Speed is an Input, Not the Outcome

The reality is that AI-assisted coding is a structural acceleration layered on top of toolchains that were already held together by human heroics. 

Today, the best engineers are guiding multiple semi-autonomous agent developers and generating significant change. But we’re still using the same manual quality gates and fragmented pipelines. 

We’ve successfully automated the code-writing process, and we’re improving our documentation and reviews. The evidence shows that most teams have neglected the part where we ensure code doesn't break the business.

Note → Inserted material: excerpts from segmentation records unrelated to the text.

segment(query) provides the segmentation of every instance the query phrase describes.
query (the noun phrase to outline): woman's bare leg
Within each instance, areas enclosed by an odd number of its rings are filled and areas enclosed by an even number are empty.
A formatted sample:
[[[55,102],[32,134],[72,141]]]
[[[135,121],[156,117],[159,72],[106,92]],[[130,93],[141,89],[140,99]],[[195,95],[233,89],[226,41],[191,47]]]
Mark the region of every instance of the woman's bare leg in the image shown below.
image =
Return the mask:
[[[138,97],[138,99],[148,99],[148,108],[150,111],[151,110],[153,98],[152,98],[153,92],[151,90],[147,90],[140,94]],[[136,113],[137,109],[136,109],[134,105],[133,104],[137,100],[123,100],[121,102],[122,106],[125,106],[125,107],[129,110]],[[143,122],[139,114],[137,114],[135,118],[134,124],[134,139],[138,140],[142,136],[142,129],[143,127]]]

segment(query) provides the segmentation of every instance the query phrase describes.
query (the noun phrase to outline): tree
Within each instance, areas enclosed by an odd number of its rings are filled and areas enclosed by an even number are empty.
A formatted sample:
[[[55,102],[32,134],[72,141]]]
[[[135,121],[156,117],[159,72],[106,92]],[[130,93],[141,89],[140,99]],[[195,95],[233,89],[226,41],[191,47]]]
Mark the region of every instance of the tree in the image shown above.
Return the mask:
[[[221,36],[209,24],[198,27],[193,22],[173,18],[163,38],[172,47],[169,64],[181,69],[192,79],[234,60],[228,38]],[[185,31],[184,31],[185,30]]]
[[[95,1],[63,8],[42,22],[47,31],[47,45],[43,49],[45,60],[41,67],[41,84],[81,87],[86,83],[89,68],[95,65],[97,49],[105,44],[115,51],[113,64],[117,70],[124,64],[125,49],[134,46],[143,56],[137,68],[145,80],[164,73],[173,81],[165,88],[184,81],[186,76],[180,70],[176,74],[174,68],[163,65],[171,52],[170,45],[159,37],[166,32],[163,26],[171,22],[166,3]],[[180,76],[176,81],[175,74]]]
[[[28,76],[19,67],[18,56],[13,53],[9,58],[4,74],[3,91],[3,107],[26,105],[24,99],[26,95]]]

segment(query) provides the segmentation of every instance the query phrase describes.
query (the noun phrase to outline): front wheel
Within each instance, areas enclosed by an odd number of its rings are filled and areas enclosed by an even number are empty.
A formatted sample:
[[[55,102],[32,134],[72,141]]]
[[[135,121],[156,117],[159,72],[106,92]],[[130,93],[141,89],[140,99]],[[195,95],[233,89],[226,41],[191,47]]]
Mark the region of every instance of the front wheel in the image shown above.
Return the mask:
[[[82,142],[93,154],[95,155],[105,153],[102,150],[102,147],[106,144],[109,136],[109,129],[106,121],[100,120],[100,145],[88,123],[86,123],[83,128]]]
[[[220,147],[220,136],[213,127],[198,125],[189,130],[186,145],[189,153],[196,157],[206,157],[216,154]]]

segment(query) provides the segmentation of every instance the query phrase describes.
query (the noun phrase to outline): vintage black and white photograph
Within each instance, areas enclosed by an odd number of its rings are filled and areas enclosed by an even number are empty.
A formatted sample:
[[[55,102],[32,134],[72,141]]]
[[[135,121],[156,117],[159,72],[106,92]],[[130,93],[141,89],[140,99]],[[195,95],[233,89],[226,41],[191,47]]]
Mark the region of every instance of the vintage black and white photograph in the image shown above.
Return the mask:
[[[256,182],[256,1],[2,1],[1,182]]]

Bottom line: We need to stop patting ourselves on the back for velocity and start looking at the wreckage it’s leaving behind. A system that burns out its people isn't a "good" system—it’s just a fast way to reach a breaking point.

Simply put: If it isn't sustainable, it isn't DevOps.

As we build towards a modern AI SDLC, we'll need to avoid failures we saw in some early adopters of agile or DevOps where speed came at the cost of quality. All of these practices have high quality roots in Lean. When we're grounded there, the permission to move at lightning speed will come - and more importantly it will stay.

What do you think? Are we so addicted to the "vibe" of being fast that we've forgotten what stability actually looks like?